Film boyunca süren lehte-aleyhte konuşmalar bir yana Lady Muhtar’ın dik duruşu, neredeyse pek kimseyi “takmaması” izleyiciyi peşinden sürüklüyor. Köydeki rakiplerinin çokça “öfkelenmesi” de Lady’nin bu özelliğinden olsa gerek. Yönetmen taraflara eşit yaklaşıyor gibi görünse de, yönetmenin gönlünün de Lady’den yana olduğu belli oluyor. Zaten belgesel sinemanın tarafsızlığı, nesnelliği külliyen yalan! Belgesel sinema öznel bir anlatıdır; olguların nesnelliği ile anlatının öznelliği aynı şey değildir çünkü.  Bu örnekte de durum bu.

Gülay Dayıcan

Kimin haklı, kim haksız olduğu hakikatini bilemesek de filmde herkes fikrini dile getiriyor.
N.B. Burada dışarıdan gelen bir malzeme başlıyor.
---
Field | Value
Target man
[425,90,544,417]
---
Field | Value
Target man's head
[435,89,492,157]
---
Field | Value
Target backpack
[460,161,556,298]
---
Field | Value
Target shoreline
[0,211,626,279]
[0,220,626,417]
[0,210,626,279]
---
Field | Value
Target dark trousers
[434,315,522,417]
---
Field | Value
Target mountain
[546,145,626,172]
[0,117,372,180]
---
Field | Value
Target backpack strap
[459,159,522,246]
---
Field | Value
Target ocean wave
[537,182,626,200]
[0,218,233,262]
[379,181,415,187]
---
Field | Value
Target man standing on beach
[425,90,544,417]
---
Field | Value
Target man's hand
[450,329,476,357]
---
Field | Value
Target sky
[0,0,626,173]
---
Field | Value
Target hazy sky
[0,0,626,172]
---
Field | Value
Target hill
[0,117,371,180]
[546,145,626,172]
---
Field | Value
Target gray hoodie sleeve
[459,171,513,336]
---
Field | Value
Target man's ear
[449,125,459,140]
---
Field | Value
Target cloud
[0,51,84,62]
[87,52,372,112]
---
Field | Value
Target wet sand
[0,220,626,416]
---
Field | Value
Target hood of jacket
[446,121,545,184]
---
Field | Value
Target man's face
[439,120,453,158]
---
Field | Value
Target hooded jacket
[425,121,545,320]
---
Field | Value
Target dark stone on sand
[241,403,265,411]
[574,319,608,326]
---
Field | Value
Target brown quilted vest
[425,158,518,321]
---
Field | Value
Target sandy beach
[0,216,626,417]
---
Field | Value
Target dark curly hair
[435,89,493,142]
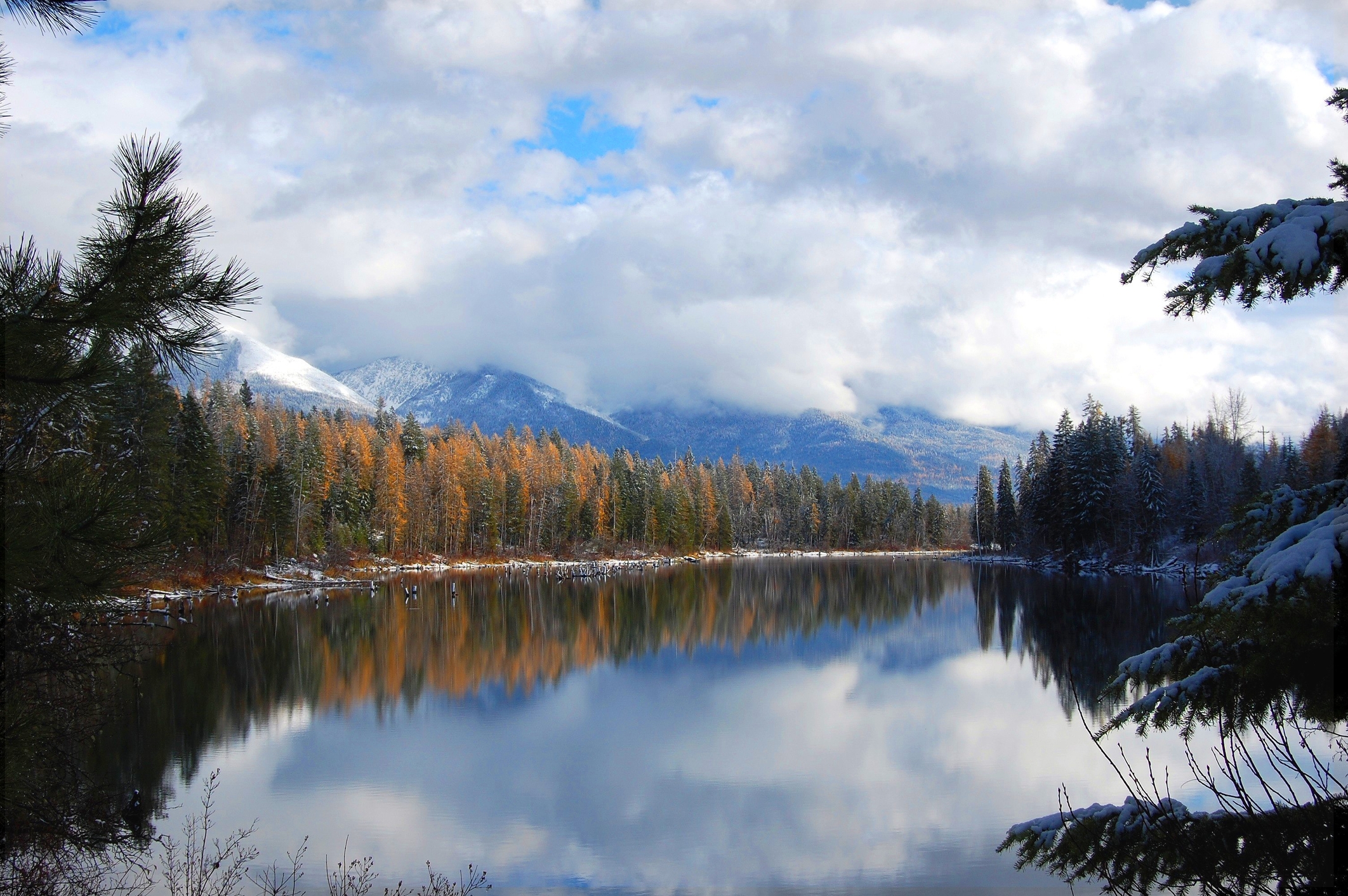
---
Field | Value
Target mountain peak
[174,330,374,414]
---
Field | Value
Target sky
[0,0,1348,433]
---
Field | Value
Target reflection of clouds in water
[163,597,1208,888]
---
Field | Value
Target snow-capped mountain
[174,331,374,414]
[337,359,1029,500]
[192,341,1029,501]
[337,359,645,451]
[613,405,1029,500]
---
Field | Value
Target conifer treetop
[1121,88,1348,317]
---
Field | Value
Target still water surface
[116,557,1201,893]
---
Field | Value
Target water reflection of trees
[969,566,1182,721]
[93,558,1175,829]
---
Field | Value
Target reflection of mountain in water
[93,558,1177,829]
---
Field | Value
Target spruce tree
[399,411,426,462]
[996,458,1019,553]
[170,390,225,547]
[970,463,998,547]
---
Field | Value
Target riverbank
[958,551,1221,582]
[136,550,965,606]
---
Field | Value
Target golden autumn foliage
[187,383,958,563]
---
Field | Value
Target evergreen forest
[968,390,1348,563]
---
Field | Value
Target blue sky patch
[515,96,640,162]
[76,10,135,42]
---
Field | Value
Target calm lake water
[110,557,1201,893]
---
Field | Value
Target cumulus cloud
[0,0,1348,431]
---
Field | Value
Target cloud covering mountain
[0,0,1348,431]
[334,359,1027,500]
[174,331,374,414]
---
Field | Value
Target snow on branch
[1104,480,1348,730]
[1121,199,1348,317]
[1203,501,1348,609]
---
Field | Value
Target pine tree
[170,391,225,547]
[996,458,1021,553]
[399,411,426,462]
[972,463,998,547]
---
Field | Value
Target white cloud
[0,0,1348,430]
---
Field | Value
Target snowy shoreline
[142,550,965,602]
[957,551,1221,581]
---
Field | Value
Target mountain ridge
[336,357,1030,500]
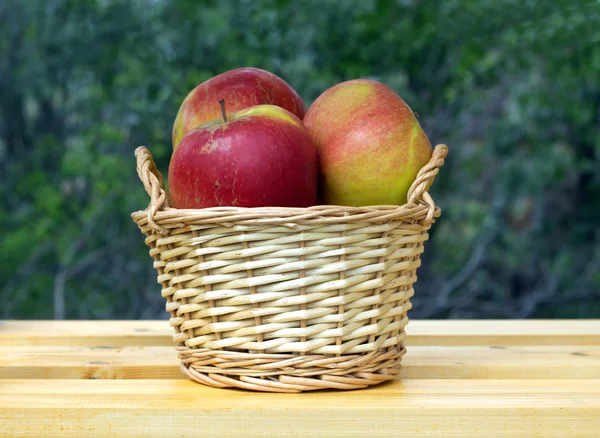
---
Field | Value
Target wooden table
[0,320,600,437]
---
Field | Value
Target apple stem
[219,99,227,123]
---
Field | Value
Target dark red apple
[173,67,305,149]
[169,105,318,208]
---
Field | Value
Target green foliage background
[0,0,600,318]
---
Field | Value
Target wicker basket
[131,145,448,392]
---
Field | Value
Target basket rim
[131,144,448,232]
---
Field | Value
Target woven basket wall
[132,145,448,392]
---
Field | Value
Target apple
[173,67,306,149]
[303,79,432,206]
[168,102,318,208]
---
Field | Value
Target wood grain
[0,319,600,347]
[0,380,600,437]
[0,346,600,379]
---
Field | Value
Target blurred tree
[0,0,600,318]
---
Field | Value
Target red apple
[173,67,305,149]
[303,79,432,206]
[169,105,318,208]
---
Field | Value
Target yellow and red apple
[173,67,305,149]
[169,104,318,208]
[303,79,432,206]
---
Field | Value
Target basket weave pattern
[132,145,447,392]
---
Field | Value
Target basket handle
[135,146,169,231]
[407,144,448,207]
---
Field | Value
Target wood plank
[0,319,600,347]
[0,380,600,437]
[0,346,600,379]
[0,320,174,347]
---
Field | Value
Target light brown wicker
[132,145,448,392]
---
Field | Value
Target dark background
[0,0,600,319]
Lady Muhtar’ın icraatlarını anlatıyor, gündelik yaşamını, olaylar karşısındaki duruşunu, sorunlara bakışını, ve tabii ki kadınlarla kurduğu yakın ilişkiyi görüyoruz.
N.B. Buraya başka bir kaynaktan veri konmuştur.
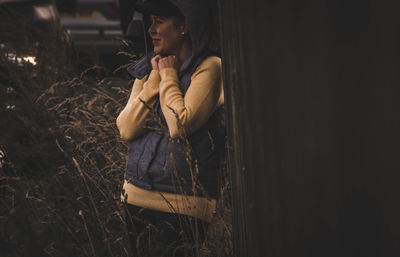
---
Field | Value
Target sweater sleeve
[160,57,223,138]
[117,70,160,140]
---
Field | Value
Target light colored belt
[121,180,216,222]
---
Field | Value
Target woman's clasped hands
[151,55,180,70]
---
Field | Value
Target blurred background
[0,0,231,257]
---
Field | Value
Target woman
[117,0,224,254]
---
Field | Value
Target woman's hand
[151,55,161,70]
[158,55,180,70]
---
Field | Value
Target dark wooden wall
[218,0,400,257]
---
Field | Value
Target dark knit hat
[136,0,184,17]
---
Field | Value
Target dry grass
[0,6,232,257]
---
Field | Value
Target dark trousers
[125,204,207,257]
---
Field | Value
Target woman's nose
[147,23,155,35]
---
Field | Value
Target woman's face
[148,15,185,56]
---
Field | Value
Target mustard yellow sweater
[117,56,224,221]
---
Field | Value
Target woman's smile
[148,16,183,56]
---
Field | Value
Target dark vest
[125,56,225,198]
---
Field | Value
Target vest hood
[128,0,215,79]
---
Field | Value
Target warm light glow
[24,56,37,65]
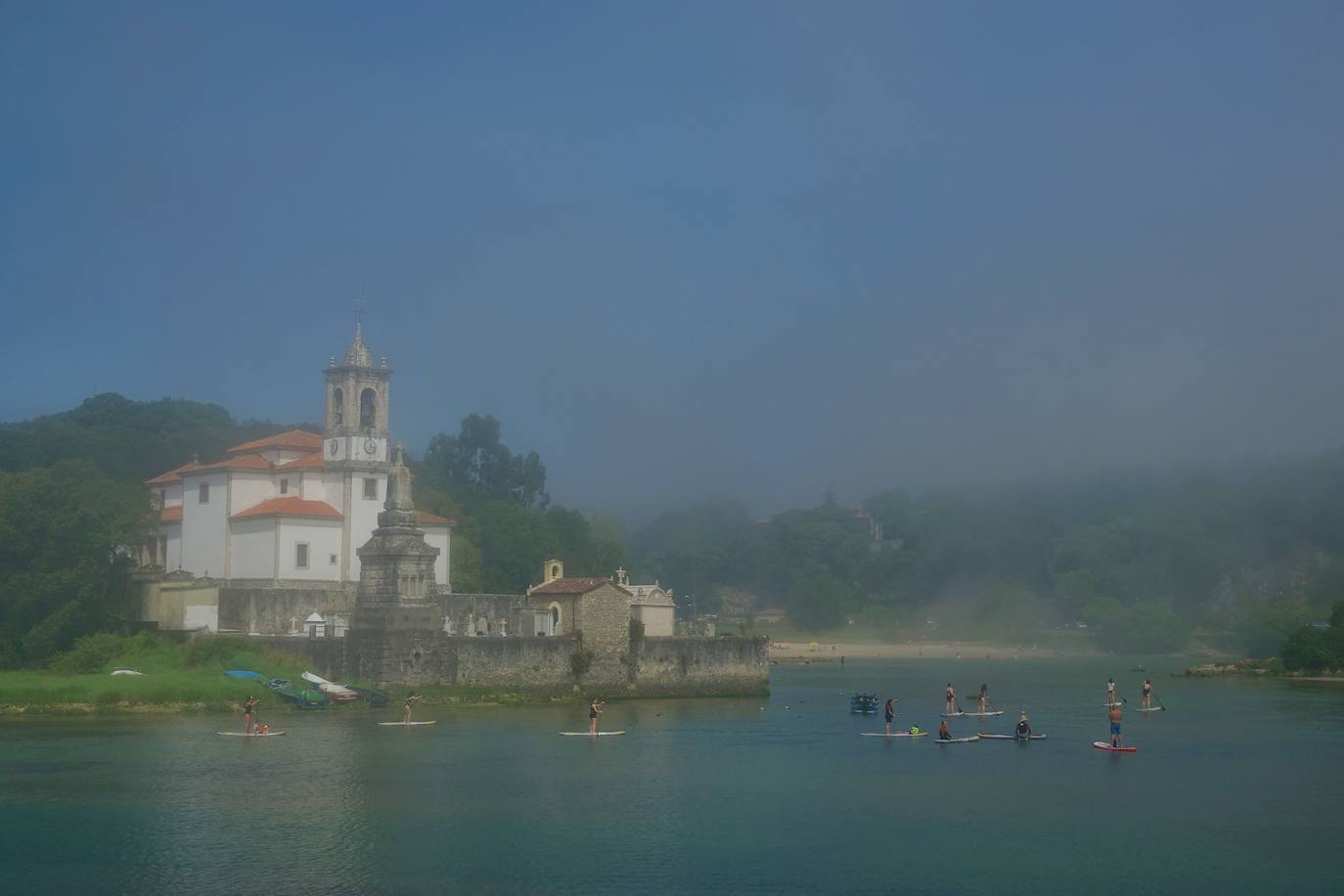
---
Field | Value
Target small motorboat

Muhtara muhalif seçmenlerden biri olan, muhtarın köyü tanımadığını iddia eden kişi kaybeden tarafta olmanın, ve satır aralarında bir kadına karşıkaybetmenin acısını çıkarıyor:  

Daha önceki yıllarda bizde muhtarlık seçimi çekişmeli geçerdi. Mesela iki aday çıkardı sürekli. Ama biz seçimden sonra onu hemen seçimi kazanan adaya, ‘Arkadaşlar muhtarımız bu’ der konuyu kapatırdık, ikilik olmazdı. İlk defa bu devrede kapatamadık biz. Kapatmamıza müsaade etmedi muhtar hanım, ne hikmetse. Sürekli ikilik yarattı. Sürekli insanların üstüne gitti. Hep benim istediğim olacak, dedi. Köyde devamlı gerginlik. Beşinci yıl oldu, hep gergin.”

Nitekim köyün kahvehanesi bile iki tane. Muhtar yanlıları ile karşıtları iki ayrı kahvehanede oturuyor. Kardeşler, akrabalar arasında küskünlükler sürüyor.
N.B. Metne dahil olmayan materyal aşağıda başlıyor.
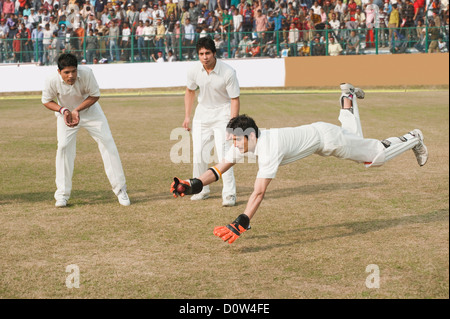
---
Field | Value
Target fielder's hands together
[213,214,250,244]
[63,109,80,127]
[170,177,203,197]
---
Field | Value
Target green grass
[0,90,449,299]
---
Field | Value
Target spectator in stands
[2,0,15,17]
[233,9,243,45]
[254,9,268,41]
[365,0,379,48]
[299,41,311,56]
[334,0,347,21]
[428,20,440,53]
[391,32,408,54]
[152,51,165,63]
[347,30,360,55]
[328,37,343,56]
[107,19,120,62]
[142,18,156,61]
[214,33,225,58]
[401,0,415,45]
[388,3,400,49]
[236,34,252,58]
[289,23,300,56]
[155,18,166,55]
[134,20,145,62]
[120,22,131,62]
[86,29,98,63]
[0,18,7,63]
[328,13,341,39]
[183,16,195,60]
[42,23,53,65]
[13,33,22,63]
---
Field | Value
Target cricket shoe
[222,195,236,207]
[410,129,428,166]
[117,188,131,206]
[55,198,67,208]
[191,193,209,200]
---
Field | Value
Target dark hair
[227,114,261,138]
[197,37,216,53]
[58,53,78,71]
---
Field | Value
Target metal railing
[0,25,449,65]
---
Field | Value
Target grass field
[0,89,449,299]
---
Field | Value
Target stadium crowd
[0,0,449,65]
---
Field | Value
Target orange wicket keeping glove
[213,214,250,244]
[170,177,203,197]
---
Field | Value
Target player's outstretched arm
[170,162,234,197]
[213,178,272,244]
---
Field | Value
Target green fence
[0,26,449,65]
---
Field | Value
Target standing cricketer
[171,84,428,244]
[42,53,130,207]
[183,37,240,206]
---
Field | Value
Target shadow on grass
[242,208,449,253]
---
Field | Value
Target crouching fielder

Gel gelelim 2009 seçimlerinde eski “erkek” muhtar adaylığını koyuyor ve kazanıyor!… Çünkü Lady Muhtar aday bile olmuyor karşısında…

Görüyoruz ki, Lady Muhtar’ın görev yaptığı beş yılda hiçbir şey olmamışsa bile bir şey olmuş: köyün çehresi ve kimilerinin bakışı değişmiş. Kadınlar ev içinde ve ekonomide söz sahibi olmuş!

Yıl 2024. Lady Muhtar Gülay Dayıcan yaklaşan 31 Mart 2024 yerel seçimlerinde yeniden aday… Ama bu kez köyünde muhtar değil, Balıkesir’in Balya ilçesinde Bağımsız Belediye Başkan adayı…

Partilerin kadın aday konusunda çok cimri davrandığı, erkek adayların boy boy “boy gösterdiği” şu sıralarda, 15 yıl önce seçilen bir kadın muhtar üzerine yapılan Lady Muhtar belgeseli, bu konuda berrak bir toplumsal ayna görevi görüyor.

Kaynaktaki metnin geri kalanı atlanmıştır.